In master-worker setups, state lives on the master: a Postgres table tracking URL status, timestamps, and retry counts is the standard. The risk is that at high insert rates, Postgres starts to lag, and you end up querying stale state.

Pub-sub setups tend to push state into Redis (for hot deduplication with a Bloom filter or a simple SET) and Postgres for durable history. The Scraper State Management: Redis, DynamoDB, or Postgres in 2026 breakdown is worth reading before you pick a store, especially if you are running at a scale where DynamoDB’s cost model starts to make sense.

Regardless of pattern, idempotency is non-negotiable. Retries without idempotency keys produce silent duplicates in your output dataset. If you have not audited your retry paths, Scraper Idempotency: Why Your Retries Are Creating Duplicates (2026) will save you a painful data-cleaning exercise later.

Hybrid Patterns Worth Knowing

Pure master-worker and pure pub-sub are the theoretical poles. Most production scrapers in 2026 run a hybrid.

The most common variant: a lightweight coordinator (master) handles domain-level scheduling and rate limits, but delegates URL-level dispatch to a Redis Stream or SQS queue. Workers pull directly from the queue without going through the coordinator for every job.

This preserves the observability of master-worker (you have a single place to see crawl progress and impose per-domain politeness rules) while removing the dispatch bottleneck.

Three scenarios where this hybrid wins:

You are scraping 50+ domains simultaneously with different rate limits per domain. The coordinator enforces per-domain token buckets; the queue handles volume.
Your workers are heterogeneous (some fetch, some render JavaScript via headless Chrome, some handle authenticated sessions). Different consumer groups read from different queue partitions based on task type.
You need burst capacity. Workers auto-scale based on queue depth (SQS + Lambda or Kafka consumer group lag), while the coordinator stays at fixed size.

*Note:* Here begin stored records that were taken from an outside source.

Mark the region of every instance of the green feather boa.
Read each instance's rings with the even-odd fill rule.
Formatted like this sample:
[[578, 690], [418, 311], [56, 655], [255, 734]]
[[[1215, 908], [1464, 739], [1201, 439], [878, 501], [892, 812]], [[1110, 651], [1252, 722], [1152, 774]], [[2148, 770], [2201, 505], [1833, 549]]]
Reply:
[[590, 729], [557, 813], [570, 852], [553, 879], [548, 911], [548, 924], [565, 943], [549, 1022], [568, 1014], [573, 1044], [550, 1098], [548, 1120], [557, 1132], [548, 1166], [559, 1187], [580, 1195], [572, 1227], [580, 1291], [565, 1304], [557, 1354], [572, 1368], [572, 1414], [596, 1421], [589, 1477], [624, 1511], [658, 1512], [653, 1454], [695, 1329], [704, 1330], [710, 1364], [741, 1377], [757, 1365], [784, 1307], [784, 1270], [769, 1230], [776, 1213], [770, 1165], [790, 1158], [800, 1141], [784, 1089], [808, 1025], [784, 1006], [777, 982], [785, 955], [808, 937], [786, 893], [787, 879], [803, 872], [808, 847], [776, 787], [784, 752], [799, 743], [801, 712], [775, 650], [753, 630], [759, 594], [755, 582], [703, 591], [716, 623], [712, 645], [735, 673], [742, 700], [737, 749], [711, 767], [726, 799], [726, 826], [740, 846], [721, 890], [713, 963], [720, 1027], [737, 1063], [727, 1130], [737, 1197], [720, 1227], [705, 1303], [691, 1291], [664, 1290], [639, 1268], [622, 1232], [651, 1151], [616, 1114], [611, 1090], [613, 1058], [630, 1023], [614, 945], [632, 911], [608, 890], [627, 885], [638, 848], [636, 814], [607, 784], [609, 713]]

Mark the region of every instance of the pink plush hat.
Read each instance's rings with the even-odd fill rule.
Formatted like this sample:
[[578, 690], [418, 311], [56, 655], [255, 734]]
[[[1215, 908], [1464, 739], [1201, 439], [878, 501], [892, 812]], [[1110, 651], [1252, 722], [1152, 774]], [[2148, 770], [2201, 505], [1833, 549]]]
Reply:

The full design space for these patterns is covered in Web Scraping Architecture: Design Patterns and Best Practices, which is worth bookmarking as a reference as your system grows.

Bottom Line

If you are under 200k URLs/day with a single scraping stage, start with master-worker and invest the saved complexity budget in state management and idempotency. If you are building a multi-stage pipeline or need horizontal scale past 50 concurrent workers, go pub-sub with Kafka or Redis Streams from the start — retrofitting it later is painful. DRT covers these architecture decisions regularly because the wrong call at design time costs far more than the time spent reading first.